Que représente Esch dans la symbolique pour le POSL, pour le PCS ?

F. C. : Je crois que cette question s'adresse avant tout au POSL...

P. C. : Esch doit être rouge, je ne peux m'imaginer autrement l'avenir d'Esch. Esch, c'est la gauche ! Si Esch tombe, le PCS aura Pétange, Kayl, Belvaux et Mondercange... Ce serait la fin du Sud rouge. Alors que d'un autre côté, l'axe Bettembourg-Dudelange-Esch serait une carte de visite excellente pour les socialistes pour préparer les prochaines élections nationales et regagner « leur » région, le berceau du parti, le berceau du mouvement ouvrier. Il est inimaginable que les socialistes perdent les élections communales du 30 avril. Sinon, c'est la fin.

F. C. : Je n'ai rien à y ajouter. 

Quel est l'influence des médias, surtout du tageblatt, mais aussi du Wort sur la situation à Esch ?

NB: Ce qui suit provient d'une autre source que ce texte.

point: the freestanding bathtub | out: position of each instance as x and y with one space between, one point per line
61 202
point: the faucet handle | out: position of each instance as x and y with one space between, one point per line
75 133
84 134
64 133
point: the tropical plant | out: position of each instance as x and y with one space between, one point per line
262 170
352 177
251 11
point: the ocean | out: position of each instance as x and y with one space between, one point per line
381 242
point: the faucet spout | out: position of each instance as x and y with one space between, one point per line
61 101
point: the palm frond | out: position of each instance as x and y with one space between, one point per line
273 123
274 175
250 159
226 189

F. C. : Quelques jours après les élections du 10 octobre, l'éditorial de Sold dans le tageblatt disait qu'Esch ne voulait pas de bourgmestre PCS. Pour moi c'était l'annonce de l'échec, car il n'y avait qu'une seule possibilité de coalition.

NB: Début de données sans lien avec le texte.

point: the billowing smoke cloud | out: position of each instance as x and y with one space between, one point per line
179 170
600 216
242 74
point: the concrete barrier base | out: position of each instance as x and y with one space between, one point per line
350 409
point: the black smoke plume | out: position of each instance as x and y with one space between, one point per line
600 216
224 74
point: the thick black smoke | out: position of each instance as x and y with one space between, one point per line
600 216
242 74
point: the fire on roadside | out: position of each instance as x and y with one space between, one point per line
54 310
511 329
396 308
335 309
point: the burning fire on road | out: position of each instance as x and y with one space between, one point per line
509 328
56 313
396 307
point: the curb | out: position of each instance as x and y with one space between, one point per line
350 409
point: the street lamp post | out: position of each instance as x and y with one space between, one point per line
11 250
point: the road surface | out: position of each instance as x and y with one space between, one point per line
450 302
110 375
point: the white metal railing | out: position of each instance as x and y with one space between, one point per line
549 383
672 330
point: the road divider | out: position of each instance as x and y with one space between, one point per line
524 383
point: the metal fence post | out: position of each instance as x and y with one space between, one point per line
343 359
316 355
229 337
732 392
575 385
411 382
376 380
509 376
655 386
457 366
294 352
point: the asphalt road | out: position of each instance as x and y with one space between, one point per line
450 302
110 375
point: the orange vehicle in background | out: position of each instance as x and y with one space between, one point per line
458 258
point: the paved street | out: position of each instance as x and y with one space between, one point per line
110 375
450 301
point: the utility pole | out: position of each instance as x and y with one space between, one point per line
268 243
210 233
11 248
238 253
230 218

P. C. : Oui, mais le tageblatt n'est plus un journal socialiste tout comme son sous-produit Le Jeudi se défend d'être socialiste ! On ne peut imputer une telle responsabilité à un journal qui n'est plus ce qu'il était !

F. C. : Les médias ont toujours une influence sur les élections. Mais le Wort est moins impliqué que le tageblatt. Tout se concentre sur les personnes. Le rôle des médias est moins politique, il concerne plus les candidats pris individuellement.

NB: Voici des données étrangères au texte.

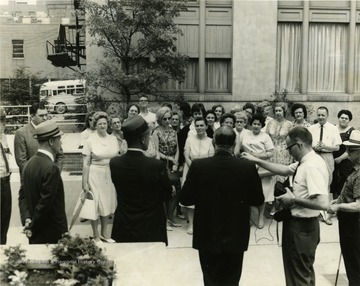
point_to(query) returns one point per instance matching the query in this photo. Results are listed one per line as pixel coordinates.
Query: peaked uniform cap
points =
(46, 130)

P. C. : L'influence des médias est relative, limitée, car sinon, on n'aurait pas besoin d'élections. Le Wort vend au moins autant d'exemplaires que le tageblatt à Esch... Il ne publie pas tous les samedis un éditorial sur Esch comme le fait le tageblatt, mais met en valeur les candidats du PCS. Quant au tageblatt, il ne suffit pas de soutenir les candidats socialistes dans les éditoriaux du samedi quand on décrie tout ce qui ne fonctionne pas à Esch pendant la semaine.

Qu'apporteront les élections, sans véritablement parler de pronostic ?

F. C. : Le clivage droite/gauche est trop idéel pour être réel. À mon avis, POSL et PCS perdront des voix, les gagnants seront Déi Gréng et l'ADR, sans oublier les libéraux et Déi Lénk. Ce qui équivaut à dire que les « petits » partis seront renforcés. Ce qui ne facilite pas les choses pour trouver une coalition avec une forte majorité.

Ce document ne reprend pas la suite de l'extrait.